Rhabdomyosarcoma of the Middle Ear and Mastoid in Children: Experience of the Beijing Children’s Hospital-BCH

Otol Neurotol. 2025 Mar 1;46(3):314-320. doi: 10.1097/MAO.0000000000004414. Epub 2025 Jan 22.

ABSTRACT

OBJECTIVES: To conduct a retrospective analysis of the clinical characteristics and prognosis of rhabdomyosarcoma of the middle ear and mastoid (MERMS) in children.

METHODS: Treatment and outcome of 37 children with MERMS from Beijing Children’s Hospital (July 2016-April 2023) were evaluated.

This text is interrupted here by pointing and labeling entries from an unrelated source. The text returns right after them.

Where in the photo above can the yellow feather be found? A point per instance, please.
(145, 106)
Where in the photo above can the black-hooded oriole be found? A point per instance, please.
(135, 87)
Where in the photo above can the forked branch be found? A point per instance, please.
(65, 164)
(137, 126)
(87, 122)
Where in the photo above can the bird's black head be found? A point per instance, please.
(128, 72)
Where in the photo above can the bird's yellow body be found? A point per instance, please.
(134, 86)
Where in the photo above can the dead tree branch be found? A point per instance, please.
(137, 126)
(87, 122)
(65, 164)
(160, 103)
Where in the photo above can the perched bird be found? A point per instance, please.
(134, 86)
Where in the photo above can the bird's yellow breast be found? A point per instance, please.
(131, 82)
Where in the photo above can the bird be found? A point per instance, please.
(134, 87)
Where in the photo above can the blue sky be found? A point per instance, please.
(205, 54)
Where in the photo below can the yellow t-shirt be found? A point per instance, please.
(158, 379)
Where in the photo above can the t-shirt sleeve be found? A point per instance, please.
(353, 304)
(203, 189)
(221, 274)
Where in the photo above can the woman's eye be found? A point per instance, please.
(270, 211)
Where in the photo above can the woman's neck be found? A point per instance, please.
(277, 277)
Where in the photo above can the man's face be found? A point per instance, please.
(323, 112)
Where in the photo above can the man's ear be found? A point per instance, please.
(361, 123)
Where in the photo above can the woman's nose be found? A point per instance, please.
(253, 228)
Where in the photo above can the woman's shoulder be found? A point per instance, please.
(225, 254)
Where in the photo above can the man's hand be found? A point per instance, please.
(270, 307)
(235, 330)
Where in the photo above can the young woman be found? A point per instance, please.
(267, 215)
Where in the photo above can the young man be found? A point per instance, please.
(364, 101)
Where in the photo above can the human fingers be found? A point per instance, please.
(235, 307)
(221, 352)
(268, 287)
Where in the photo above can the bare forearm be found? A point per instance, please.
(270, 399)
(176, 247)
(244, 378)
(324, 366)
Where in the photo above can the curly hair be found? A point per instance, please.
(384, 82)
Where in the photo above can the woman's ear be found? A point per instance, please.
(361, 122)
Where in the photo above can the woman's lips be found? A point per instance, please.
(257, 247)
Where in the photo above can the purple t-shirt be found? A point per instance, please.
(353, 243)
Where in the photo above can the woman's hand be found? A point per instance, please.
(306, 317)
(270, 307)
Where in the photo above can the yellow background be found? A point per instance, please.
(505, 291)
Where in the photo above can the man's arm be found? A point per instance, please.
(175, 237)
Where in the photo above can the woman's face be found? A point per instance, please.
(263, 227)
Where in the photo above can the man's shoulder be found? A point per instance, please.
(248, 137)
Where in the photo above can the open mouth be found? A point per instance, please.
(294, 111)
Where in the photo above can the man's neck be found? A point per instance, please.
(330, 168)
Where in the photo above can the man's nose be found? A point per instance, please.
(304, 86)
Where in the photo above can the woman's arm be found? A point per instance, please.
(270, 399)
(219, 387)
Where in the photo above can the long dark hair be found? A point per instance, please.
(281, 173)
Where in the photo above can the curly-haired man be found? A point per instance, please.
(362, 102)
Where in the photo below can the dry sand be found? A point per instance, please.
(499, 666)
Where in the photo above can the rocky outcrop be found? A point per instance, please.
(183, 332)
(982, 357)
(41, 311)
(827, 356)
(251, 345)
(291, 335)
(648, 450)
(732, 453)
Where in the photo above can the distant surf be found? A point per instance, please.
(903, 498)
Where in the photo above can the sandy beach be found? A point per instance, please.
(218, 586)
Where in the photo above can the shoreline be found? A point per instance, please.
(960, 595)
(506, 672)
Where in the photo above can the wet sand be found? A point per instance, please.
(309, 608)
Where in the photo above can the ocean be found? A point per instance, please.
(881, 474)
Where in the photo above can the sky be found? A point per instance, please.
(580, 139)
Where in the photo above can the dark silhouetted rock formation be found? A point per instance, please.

RESULTS: The median age of this cohort was 54 months. Initially, 9 children were misdiagnosed with otitis media and/or granulomas, whereas 11 underwent anti-infective therapy. The disease manifested with a high level of local aggressiveness (T2; 83.8%), often accompanied by meningeal invasion (MI; 27 of 37), encompassing cranial base bone erosion (CBBE; 27 of 27), intracranial extension (ICE; 14 of 27), and cranial nerve paralysis (CNP; 22 of 27), with a predominance of facial nerve involvement in CNP cases. The primary treatment modality for this region was a combination of radiation and chemotherapy. The early response to neoadjuvant chemotherapy emerged as a prognostic factor, significantly impacting 5-year event-free survival (EFS) and overall survival (OS): complete response (CR), 85.7 and 100%; partial response (PR), 43.7 and 65.2%; and progressive disease/stable disease (PD/SD), 16.7 and 16.7% (p = 0.019 and 0.001, respectively). A total of 13 patients passed away, with 4 fatalities attributed to the dissemination of tumor cells in the cerebrospinal fluid and 9 resulting from intracranial progression that impacted the central nervous system. The 5-year OS and EFS were (67.1 ± 7.8%) and (51.1 ± 9.1%), respectively.

CONCLUSION: MERMS is a highly aggressive malignancy with complex clinical manifestations and frequent cranial nerve involvement. Early recognition, aggressive multimodal treatment, and close monitoring for treatment response are crucial for improving survival outcomes.